In the replies, comments were made explaining how to tell it is a doctored image covering up a hole in the ground. Another reply stated, “They had been to the park and when you walk on the grass it has a funny spongy feeling of not being solid.”

Another meme popped into the mayor’s screen stating, “The city secretly sold the park to balance the budget.” The mayor said, “This is crazy. Who would start such a rumor, and why would people believe this nonsense?”

The mayor and his chief of staff had read enough. They said to each other, “Let’s go see what all the fuss is about.” As they arrived at the park they saw the park, but they also saw hundreds of people testing the grass to see if it was real, and from the crowd, they kept hearing people say, “It does not feel real,” “Something is wrong,” “That dad-gum mayor of ours must have sold our park just like they reported on Facebook.”

News trucks were pulling up, leveling their vehicles, and raising their satellite dishes. These nutty social media posts were attracting major media attention. Man-in-the-street interviews were taking place and the media was hard at work establishing the facts about the missing park and the unique hologram that was masquerading as a park and why what they were walking on somehow did not feel quite right. Not one person being interviewed had any facts or credibility, but they shared conspiracy-laden speculation with authority.

The media all of a sudden made a beeline to the person who had shown up in a big truck draped in flags. He walked over to the media microphones with a grifter’s smile and shouted to the media: “Our park has been stolen and it is the devil’s work and done with the knowledge of our quick money-seeking mayor. The election is coming and you need a mayor who will not let your park be stolen.”

This was quickly getting out of hand. The media kept their focus on what the man with the grifter’s smile was saying — after all, he was entertaining. The media moguls chose to drool about the ratings they were gaining. Ratings mean advertising dollars, better share prices, and reporting a missing park was nothing but fun — in a junior-high-prankster sort of way.

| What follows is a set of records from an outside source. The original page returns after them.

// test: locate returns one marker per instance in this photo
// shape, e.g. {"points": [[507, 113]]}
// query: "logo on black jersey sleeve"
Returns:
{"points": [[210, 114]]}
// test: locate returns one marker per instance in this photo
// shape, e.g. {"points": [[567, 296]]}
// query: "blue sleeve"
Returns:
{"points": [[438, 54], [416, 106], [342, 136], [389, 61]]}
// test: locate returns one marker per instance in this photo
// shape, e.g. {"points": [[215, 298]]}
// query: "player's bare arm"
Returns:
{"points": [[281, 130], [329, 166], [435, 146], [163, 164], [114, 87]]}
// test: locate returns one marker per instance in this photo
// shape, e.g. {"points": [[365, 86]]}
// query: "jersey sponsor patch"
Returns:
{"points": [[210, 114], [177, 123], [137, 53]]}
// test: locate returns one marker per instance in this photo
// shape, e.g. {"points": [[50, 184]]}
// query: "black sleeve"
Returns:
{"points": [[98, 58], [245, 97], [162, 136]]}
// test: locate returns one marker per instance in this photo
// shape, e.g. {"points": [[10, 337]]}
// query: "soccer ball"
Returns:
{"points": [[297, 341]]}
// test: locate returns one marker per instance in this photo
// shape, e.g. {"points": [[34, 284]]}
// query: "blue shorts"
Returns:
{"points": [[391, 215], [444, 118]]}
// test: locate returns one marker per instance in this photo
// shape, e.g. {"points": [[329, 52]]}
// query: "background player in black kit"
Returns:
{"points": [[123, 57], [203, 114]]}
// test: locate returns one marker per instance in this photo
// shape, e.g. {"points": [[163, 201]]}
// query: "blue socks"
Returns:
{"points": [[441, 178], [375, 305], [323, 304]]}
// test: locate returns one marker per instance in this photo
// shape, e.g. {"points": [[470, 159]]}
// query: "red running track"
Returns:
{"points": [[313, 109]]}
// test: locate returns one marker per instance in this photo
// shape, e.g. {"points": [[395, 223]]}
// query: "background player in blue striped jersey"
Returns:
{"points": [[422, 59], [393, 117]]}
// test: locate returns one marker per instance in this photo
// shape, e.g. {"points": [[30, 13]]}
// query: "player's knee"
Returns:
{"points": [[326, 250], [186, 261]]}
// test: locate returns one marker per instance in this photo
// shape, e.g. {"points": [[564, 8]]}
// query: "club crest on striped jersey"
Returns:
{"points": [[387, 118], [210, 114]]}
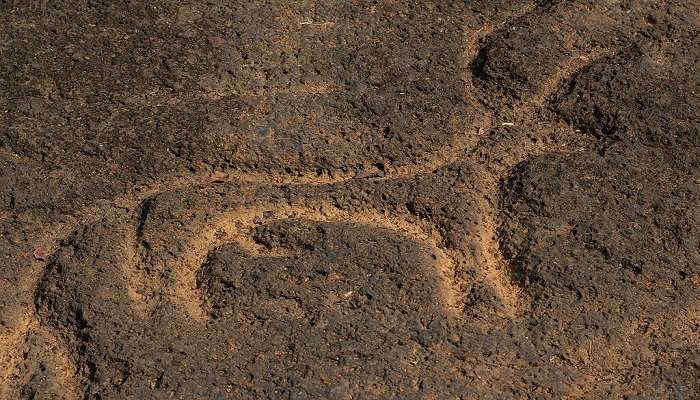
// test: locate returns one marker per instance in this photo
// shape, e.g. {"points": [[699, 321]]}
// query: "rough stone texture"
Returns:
{"points": [[349, 200]]}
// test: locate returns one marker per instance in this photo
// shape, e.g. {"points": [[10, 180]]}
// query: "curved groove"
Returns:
{"points": [[238, 225]]}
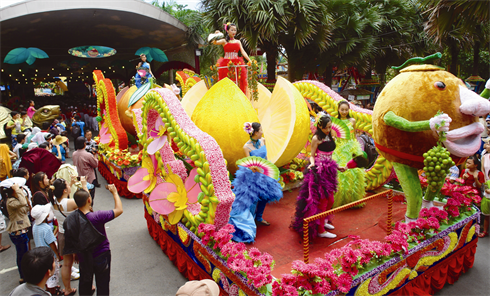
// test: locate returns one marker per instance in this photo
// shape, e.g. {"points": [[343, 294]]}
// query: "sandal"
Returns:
{"points": [[263, 222], [3, 248], [73, 292]]}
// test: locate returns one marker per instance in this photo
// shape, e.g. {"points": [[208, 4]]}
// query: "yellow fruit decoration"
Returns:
{"points": [[193, 96], [285, 121], [221, 113]]}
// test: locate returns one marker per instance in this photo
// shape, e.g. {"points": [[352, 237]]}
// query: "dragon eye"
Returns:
{"points": [[440, 85]]}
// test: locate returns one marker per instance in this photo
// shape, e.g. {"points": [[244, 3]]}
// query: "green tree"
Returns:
{"points": [[461, 23], [270, 24]]}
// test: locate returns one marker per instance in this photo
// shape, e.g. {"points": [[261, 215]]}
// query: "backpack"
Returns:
{"points": [[370, 149], [3, 169], [76, 131], [8, 132]]}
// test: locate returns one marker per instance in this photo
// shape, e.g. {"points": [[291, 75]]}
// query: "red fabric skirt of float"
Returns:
{"points": [[241, 71]]}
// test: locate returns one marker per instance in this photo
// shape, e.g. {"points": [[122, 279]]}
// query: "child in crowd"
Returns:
{"points": [[26, 121], [91, 144], [471, 175], [58, 149], [66, 145], [21, 139], [31, 110], [44, 237]]}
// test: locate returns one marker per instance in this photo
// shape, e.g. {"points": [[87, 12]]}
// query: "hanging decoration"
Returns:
{"points": [[22, 54]]}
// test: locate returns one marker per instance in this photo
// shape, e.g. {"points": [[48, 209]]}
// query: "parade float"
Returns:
{"points": [[118, 161], [389, 246]]}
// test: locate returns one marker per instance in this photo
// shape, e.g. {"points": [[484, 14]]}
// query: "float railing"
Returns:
{"points": [[306, 221]]}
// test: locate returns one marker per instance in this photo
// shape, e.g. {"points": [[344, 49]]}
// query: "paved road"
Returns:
{"points": [[139, 267]]}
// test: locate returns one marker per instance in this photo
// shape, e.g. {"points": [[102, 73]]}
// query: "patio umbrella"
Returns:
{"points": [[22, 54], [40, 160]]}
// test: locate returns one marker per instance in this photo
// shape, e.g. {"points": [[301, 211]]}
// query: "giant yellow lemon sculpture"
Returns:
{"points": [[221, 113], [285, 121]]}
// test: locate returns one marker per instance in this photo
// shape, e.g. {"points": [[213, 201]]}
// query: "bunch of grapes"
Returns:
{"points": [[436, 166]]}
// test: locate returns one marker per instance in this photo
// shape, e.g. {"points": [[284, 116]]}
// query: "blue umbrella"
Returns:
{"points": [[22, 54], [153, 53]]}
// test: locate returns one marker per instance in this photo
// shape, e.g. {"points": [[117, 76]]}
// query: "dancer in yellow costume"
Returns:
{"points": [[352, 186]]}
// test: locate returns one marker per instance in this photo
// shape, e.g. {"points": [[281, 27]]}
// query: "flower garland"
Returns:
{"points": [[123, 158], [106, 100], [253, 76], [252, 264], [292, 172]]}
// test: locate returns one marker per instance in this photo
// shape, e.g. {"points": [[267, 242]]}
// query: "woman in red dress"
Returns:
{"points": [[231, 47]]}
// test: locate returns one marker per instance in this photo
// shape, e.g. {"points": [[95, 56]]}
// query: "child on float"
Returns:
{"points": [[485, 207], [253, 190], [352, 186], [471, 175], [316, 194]]}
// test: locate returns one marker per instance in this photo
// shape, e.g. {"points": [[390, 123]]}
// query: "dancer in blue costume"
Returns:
{"points": [[253, 190], [143, 65]]}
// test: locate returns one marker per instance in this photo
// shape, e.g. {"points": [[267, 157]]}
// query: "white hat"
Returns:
{"points": [[40, 212]]}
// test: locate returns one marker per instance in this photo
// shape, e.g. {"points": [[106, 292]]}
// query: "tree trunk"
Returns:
{"points": [[328, 75], [271, 56], [476, 52], [454, 57], [368, 72]]}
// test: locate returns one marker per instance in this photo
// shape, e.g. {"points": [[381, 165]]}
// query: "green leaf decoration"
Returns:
{"points": [[139, 93], [21, 54], [158, 55]]}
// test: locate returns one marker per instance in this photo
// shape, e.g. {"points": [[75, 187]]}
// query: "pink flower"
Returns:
{"points": [[266, 259], [227, 249], [424, 212], [289, 279], [290, 290], [433, 223], [238, 248], [351, 256], [254, 254], [206, 229], [260, 280], [422, 223], [300, 266], [222, 237], [344, 283], [322, 287], [228, 228]]}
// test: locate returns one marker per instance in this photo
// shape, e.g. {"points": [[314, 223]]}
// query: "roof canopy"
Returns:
{"points": [[57, 26]]}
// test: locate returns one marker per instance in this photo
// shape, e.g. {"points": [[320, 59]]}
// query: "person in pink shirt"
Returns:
{"points": [[31, 110], [85, 162]]}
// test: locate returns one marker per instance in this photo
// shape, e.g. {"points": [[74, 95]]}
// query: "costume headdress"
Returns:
{"points": [[247, 127], [318, 116]]}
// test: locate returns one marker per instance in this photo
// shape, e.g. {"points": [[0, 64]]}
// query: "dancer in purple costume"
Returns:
{"points": [[320, 182]]}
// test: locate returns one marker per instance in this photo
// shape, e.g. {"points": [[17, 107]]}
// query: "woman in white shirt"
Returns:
{"points": [[64, 206]]}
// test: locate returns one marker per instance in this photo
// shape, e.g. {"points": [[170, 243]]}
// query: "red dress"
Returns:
{"points": [[231, 54]]}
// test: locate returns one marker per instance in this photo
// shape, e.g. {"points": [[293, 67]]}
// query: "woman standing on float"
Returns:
{"points": [[316, 194], [231, 47], [145, 66], [253, 190]]}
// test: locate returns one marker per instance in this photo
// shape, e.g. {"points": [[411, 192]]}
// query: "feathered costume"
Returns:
{"points": [[316, 194], [352, 185], [252, 191]]}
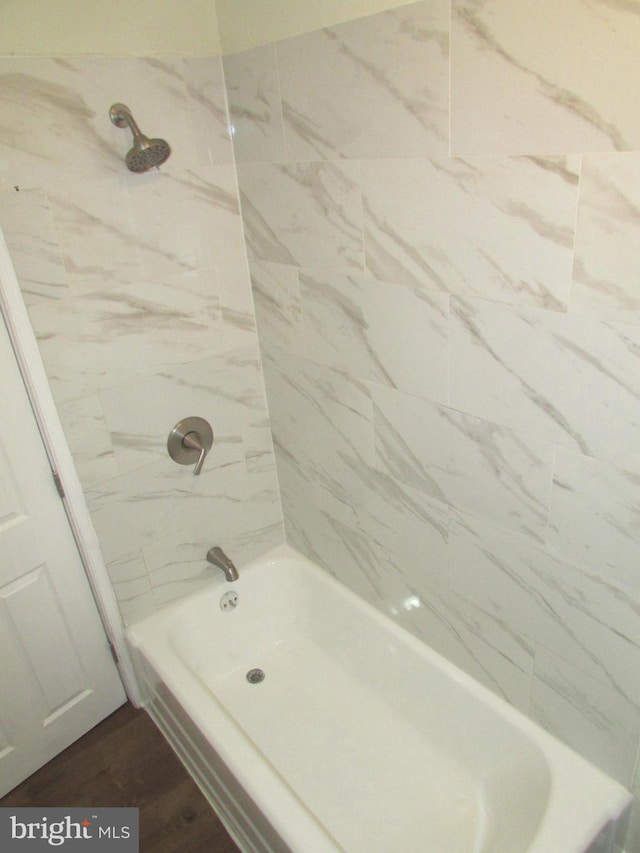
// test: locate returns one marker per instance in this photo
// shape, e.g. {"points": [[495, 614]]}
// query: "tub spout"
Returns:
{"points": [[217, 557]]}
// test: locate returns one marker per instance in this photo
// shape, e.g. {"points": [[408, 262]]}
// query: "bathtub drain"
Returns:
{"points": [[255, 676]]}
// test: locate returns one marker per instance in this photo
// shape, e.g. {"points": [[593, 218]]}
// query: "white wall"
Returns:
{"points": [[248, 23], [442, 208], [108, 27]]}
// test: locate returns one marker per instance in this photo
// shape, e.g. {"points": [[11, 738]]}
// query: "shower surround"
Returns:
{"points": [[442, 213], [441, 207], [139, 294]]}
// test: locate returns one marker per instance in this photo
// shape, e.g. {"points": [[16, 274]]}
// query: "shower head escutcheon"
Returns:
{"points": [[146, 153]]}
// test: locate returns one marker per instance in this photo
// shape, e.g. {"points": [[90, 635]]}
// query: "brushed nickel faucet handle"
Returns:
{"points": [[189, 442]]}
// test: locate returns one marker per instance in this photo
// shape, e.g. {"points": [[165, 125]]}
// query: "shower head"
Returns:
{"points": [[146, 153]]}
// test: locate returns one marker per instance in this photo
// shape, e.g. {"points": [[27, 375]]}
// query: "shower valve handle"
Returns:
{"points": [[193, 441], [189, 442]]}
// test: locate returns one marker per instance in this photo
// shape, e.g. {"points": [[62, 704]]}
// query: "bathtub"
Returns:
{"points": [[314, 724]]}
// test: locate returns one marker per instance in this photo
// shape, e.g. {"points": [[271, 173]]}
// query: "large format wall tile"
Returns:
{"points": [[397, 61], [450, 335], [566, 379], [140, 299], [534, 78], [388, 333], [607, 263], [580, 710], [464, 461], [497, 228], [576, 614], [253, 89], [595, 517], [304, 214]]}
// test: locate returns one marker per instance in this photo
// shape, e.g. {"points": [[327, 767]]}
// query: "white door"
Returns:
{"points": [[57, 676]]}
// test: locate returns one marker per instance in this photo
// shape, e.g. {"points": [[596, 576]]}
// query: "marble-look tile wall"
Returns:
{"points": [[442, 214], [139, 293]]}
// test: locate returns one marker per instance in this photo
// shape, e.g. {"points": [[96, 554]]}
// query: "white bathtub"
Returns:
{"points": [[360, 738]]}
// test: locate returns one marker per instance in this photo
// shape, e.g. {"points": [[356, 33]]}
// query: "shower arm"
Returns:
{"points": [[121, 116]]}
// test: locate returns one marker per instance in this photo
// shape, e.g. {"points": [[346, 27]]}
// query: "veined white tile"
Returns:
{"points": [[388, 333], [102, 340], [187, 220], [254, 104], [487, 649], [303, 214], [226, 390], [68, 101], [497, 228], [89, 440], [541, 77], [407, 529], [130, 511], [374, 87], [94, 228], [204, 80], [317, 414], [572, 612], [570, 380], [594, 720], [606, 265], [464, 461], [177, 568], [132, 587], [245, 521], [594, 517], [27, 226], [278, 305]]}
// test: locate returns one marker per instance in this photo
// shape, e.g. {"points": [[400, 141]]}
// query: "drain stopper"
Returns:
{"points": [[255, 676]]}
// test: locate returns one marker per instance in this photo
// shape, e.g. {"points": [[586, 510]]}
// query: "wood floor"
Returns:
{"points": [[125, 761]]}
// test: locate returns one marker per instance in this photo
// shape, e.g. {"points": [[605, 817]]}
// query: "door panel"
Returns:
{"points": [[57, 676]]}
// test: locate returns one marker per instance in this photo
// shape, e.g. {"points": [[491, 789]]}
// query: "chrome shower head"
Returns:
{"points": [[146, 153]]}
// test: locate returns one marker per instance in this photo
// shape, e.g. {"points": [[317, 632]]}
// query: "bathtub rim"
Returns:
{"points": [[277, 799]]}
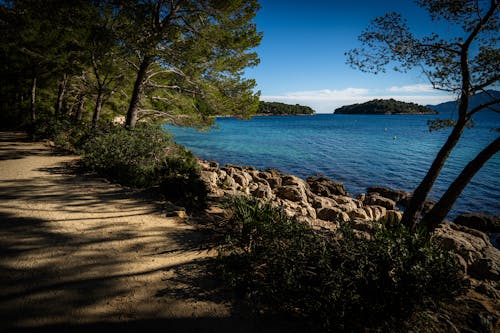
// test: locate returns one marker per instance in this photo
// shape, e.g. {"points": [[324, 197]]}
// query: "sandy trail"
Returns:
{"points": [[79, 253]]}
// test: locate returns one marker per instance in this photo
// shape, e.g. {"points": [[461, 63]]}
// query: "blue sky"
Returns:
{"points": [[303, 61]]}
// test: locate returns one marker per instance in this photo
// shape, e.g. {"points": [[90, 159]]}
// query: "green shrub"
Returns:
{"points": [[145, 157], [129, 157], [347, 282], [66, 133], [181, 180]]}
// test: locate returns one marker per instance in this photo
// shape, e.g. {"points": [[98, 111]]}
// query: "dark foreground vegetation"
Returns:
{"points": [[336, 278], [279, 109]]}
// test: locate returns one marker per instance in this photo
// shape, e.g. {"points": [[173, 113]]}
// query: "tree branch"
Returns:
{"points": [[483, 106], [481, 24], [486, 83]]}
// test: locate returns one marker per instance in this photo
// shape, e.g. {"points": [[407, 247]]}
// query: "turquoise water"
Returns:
{"points": [[358, 150]]}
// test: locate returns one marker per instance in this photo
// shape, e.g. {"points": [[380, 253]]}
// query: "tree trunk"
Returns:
{"points": [[79, 108], [438, 213], [33, 99], [98, 107], [60, 95], [414, 208], [137, 93]]}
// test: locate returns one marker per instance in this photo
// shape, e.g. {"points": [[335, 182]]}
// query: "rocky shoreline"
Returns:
{"points": [[324, 203]]}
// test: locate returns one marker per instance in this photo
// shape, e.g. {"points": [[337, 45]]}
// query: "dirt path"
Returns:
{"points": [[79, 253]]}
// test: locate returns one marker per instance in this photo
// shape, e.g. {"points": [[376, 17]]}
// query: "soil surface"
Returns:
{"points": [[78, 253]]}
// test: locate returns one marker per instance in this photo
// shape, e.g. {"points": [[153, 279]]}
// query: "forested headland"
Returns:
{"points": [[281, 109], [384, 106]]}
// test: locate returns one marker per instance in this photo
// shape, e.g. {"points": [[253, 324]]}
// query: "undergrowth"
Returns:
{"points": [[343, 281]]}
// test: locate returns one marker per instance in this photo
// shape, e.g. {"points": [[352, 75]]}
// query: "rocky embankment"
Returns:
{"points": [[324, 203]]}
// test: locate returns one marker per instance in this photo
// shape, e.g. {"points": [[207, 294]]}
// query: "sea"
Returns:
{"points": [[358, 150]]}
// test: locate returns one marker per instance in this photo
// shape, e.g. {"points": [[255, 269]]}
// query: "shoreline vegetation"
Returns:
{"points": [[285, 246], [292, 227], [385, 107]]}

The moguls did not care about the damage being done by not reporting the fact that the park was still there. They had been investing for years in duping their target audience into being strident lower-caliber thinkers. Fear was their tool and the opinions sounded plausible backed by talking heads with law degrees, Ph.D.’s, or no education at all, who spoke in rhetorical riddles that defied common sense. They knew how to make falsehoods sound like truth and truth sound like lies.

Those present, who shared the grifter man’s point of view, slowly turned their attention to the mayor and started accusing him of misconduct and asking him to prove that the park had not been moved. The mayor said to the crowd at hand, “We are being had by nonsense being spoken to benefit illusions of grandeur by a man who needs you to conclude that our park has been stolen. The city may need revenue, but the logic is not there for a park to be stolen or sold.”

“There are no alien forces at work from outer space capable of duping our town, but we are capable of duping ourselves when we choose not to believe facts and what is real. The park still exists, even if you choose to continue in your delusion, but I as mayor assure you that the park in front of you is not an illusion.”

“When traditional media sources and social media influencers get caught up in playing the ‘sort out the facts from fiction game,’ we lose perspective of why misinformation is manipulating our thinking as a way of achieving someone’s potentially nefarious objective. Politics, thinking, ideas, common sense, and ethics get lost when we believe established facts are not real.”

“Our town has many challenges and finding common ground based on facts and ideas that can be shared and debated with openness and integrity is essential. We must put the grifter’s conspiratorial beliefs back in the ‘bad-idea’ alternate-reality-box. The media should be ashamed for not being able to disclaim and be the voice of integrity while establishing facts objectively.”

The crowd continued shouting, “Bring back our park.” The media’s cameras kept recording, and the talking heads kept talking as though the illusion of conspiracy was real, and the ratings increased their vanity while challenging honest people’s sanity. And so it goes, with this satire of a column, our present-day reality will forever be conspiracy-muddled when those who know better choose not to know — and believe it or not, our park is still real.